ANTONI
CLAVE
IL NE FAUT PAS LE LAISSER PASSER INCOGNITO
Sur une thématique faite pour nous séduire au TC « Sur
le front de l’art », le Musée Rigaud présente une nouvelle exposition temporaire
de très haute tenue qui permet de (re)découvrir un grand d’Espagne, qui fait
partie de ceux qui, dans les temps troubles de la guerre civile et de la dictature franquist
e, ont su être l’honneur de leur pays.
De Barcelone à
Perpignan
Elle s’inscrit dans l’itinéraire personnel du peintre, né à
Barcelone en 1913, et employé dans un premier temps dans une entreprise de
peinture (en bâtiment), pour ensuite se lancer dans le graphisme et la
réalisation d’affiches de cinéma. Plusieurs sont exposées, d’une modernité
surprenante. Mobilisé en 37 pour défendre la république, il travaille dans le
domaine de l’affiche politique. Quand Barcelone tombe aux mains de l’armée
franquiste, il franchit la frontière française, à Prats de Mollo en janvier 39.
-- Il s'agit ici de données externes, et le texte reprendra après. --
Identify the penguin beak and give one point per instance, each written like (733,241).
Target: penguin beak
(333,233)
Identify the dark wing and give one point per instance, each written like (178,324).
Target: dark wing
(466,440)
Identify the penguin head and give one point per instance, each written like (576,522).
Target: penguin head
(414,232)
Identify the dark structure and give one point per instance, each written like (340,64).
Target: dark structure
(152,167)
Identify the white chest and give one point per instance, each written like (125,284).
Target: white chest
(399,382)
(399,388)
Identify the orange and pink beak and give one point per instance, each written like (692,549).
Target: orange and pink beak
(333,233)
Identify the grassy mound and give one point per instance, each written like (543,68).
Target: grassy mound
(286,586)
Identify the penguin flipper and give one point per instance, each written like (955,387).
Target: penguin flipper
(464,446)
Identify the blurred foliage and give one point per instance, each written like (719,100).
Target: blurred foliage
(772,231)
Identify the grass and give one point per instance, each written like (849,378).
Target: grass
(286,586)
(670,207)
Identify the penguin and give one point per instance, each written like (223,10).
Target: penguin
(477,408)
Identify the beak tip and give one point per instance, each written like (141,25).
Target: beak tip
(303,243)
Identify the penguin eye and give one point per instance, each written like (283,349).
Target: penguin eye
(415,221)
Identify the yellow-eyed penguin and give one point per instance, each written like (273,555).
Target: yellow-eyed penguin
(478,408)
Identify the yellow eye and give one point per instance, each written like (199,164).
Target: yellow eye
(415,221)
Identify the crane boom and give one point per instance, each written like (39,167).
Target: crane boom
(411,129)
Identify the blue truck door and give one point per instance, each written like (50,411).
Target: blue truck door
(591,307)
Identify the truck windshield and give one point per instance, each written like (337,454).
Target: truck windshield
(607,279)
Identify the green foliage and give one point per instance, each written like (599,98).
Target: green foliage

Il sera interné à Perpignan au camp des
Haras, où il dessine le quotidien de l’enfermement. La délicatesse, la finesse
des dessins de cette période peut sembler paradoxale par rapport à la dureté
des expériences vécues. Martin Vives, artiste peintre local, contribue à sa
libération, à une exposition à Perpignan qui lui permet de gagner quelque
argent et de partir pour Paris.
Avec Pablo
Il y intègre rapidement les activités de l’ «Ecole
espagnole de Paris », participe à la lutte antifranquiste, se lie d’amitié
avec Picasso, travaille pour le théâtre, pour des éditions de livres précieux.
Vous verrez la maquette des décors pour
«la Peur» ballet de Roland Petit. A la fin des années 50, plusieurs expositions
lui permettent d’acquérir une renommée
internationale. Il s’installera dans le midi de la France. La fin du franquisme
voit la reconnaissance d’Antoni Clavé dans son pays d’origine et en 84 le
pavillon espagnol à la Biennale de Venise lui est consacré.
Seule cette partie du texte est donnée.